L’attuale situazione, pesantemente segnata dalla pandemia di covid-19, come ha condizionato il vostro lavoro?
Il Covid ha colpito tutte le persone, sia chi lo ha contratto e chi no. C’è una grande amarezza e preoccupazione per le conseguenze in fatto di vite umane e sofferenze. Poi c’è un riflesso importante sul mondo del lavoro. In tanti settori c’è stato un calo, pensi all’industria, gli hotel, gli uffici, le scuole, i teatri, c’è stata una flessione nel fatturato per noi come per tutti.

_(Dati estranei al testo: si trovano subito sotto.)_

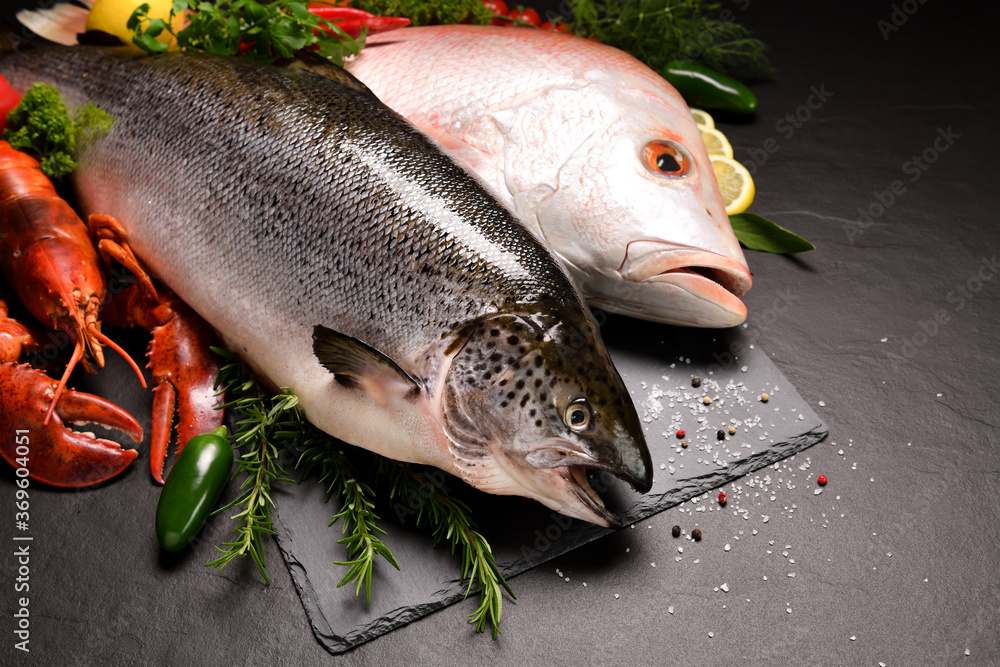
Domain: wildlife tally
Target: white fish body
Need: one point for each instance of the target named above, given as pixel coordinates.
(559, 127)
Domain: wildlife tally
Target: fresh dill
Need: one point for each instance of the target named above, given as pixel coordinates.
(422, 12)
(659, 31)
(265, 31)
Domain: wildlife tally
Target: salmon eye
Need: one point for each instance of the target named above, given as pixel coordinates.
(666, 158)
(578, 415)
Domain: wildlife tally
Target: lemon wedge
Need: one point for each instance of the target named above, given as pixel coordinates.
(716, 142)
(702, 118)
(111, 16)
(734, 183)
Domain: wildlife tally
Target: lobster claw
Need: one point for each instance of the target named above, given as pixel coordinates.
(184, 371)
(183, 367)
(55, 454)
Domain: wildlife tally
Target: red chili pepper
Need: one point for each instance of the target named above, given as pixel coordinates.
(499, 9)
(528, 16)
(8, 100)
(352, 20)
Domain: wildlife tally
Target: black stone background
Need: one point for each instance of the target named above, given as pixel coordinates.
(915, 416)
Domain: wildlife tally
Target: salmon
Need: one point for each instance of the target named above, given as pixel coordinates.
(344, 256)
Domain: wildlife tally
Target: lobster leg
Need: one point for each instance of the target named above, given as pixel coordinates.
(183, 367)
(50, 451)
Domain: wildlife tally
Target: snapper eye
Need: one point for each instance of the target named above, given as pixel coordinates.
(666, 158)
(578, 415)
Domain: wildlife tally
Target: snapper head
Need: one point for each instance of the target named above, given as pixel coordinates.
(530, 405)
(656, 243)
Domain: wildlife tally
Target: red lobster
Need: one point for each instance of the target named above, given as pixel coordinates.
(49, 257)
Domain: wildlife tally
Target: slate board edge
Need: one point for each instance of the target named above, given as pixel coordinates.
(454, 590)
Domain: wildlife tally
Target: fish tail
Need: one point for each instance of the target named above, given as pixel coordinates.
(60, 24)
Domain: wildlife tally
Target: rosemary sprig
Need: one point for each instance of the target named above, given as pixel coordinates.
(265, 418)
(450, 520)
(273, 425)
(357, 511)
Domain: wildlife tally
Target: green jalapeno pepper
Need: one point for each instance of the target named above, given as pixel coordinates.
(705, 88)
(192, 488)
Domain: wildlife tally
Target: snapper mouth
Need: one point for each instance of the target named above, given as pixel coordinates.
(703, 287)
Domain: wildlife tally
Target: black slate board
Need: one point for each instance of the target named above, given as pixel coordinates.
(657, 363)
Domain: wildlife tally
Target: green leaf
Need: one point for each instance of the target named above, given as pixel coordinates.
(758, 233)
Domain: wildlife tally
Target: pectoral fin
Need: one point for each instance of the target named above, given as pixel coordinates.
(356, 364)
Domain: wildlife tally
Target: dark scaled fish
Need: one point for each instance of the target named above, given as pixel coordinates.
(342, 255)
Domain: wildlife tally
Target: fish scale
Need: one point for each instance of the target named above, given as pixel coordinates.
(342, 255)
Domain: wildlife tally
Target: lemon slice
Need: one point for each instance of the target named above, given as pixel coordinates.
(111, 16)
(716, 142)
(734, 183)
(702, 118)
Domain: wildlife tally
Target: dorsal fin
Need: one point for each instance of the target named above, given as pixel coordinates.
(357, 364)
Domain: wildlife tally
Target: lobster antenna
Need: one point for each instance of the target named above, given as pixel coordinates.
(77, 355)
(114, 346)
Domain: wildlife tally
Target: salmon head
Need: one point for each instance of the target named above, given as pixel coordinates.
(530, 405)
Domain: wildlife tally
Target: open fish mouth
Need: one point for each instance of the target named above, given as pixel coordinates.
(580, 499)
(702, 287)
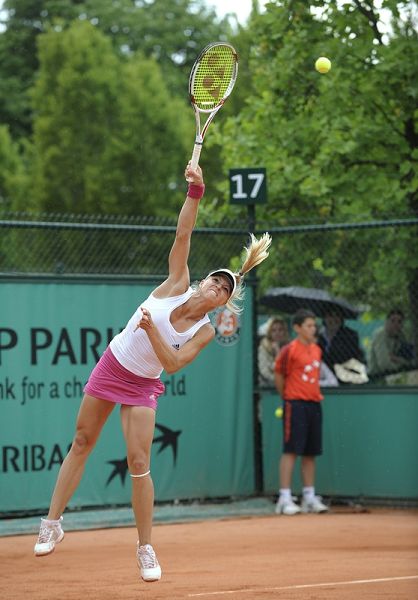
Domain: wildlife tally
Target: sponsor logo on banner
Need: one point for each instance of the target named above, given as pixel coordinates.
(227, 326)
(167, 439)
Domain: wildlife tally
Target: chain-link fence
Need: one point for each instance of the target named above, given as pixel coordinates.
(370, 269)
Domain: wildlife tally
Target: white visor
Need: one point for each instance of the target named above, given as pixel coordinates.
(229, 274)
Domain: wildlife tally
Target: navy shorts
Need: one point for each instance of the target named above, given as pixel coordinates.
(302, 427)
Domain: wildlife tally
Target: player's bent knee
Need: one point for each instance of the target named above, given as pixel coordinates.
(81, 444)
(138, 465)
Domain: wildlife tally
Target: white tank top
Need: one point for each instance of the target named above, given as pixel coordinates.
(133, 349)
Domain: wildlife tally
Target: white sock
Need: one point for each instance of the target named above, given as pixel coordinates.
(308, 492)
(285, 494)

D’altro canto l’esigenza di sanificazioni si è moltiplicata e con la nostra esperienza e le nostre tecnologie ci siamo fatti trovare pronti.
La Papalini s.p.a. sponsorizza da molti anni la VIS PESARO 1898. Come è nata questa collaborazione?
Noi dedichiamo molte risorse allo sport. Credo al valore educativo dello sport, le virtù che trasmette, il senso di responsabilità che gli sportivi hanno. Sponsorizzare lo sport vuol dire aiutare i giovani a crescere, a sviluppare la parte sana della società. E’ un investimento importante anche se è difficile calcolarne il ritorno economico, però ritengo che sia un dovere morale e civile, è un modo di restituire al territorio parte delle opportunità che ho ricevuto, ma soprattutto dare ai giovani la possibilità di crescere in una comunità con sani principi.
Mauro Papalini è Cavaliere della Repubblica per meriti imprenditoriali e sociali, tra i fondatori del Banco Alimentare di Pesaro, socio fondatore della Scuola Nazionale Servizi. Da dieci anni la sua azienda sponsorizza la VIS PESARO 1898. Grazie.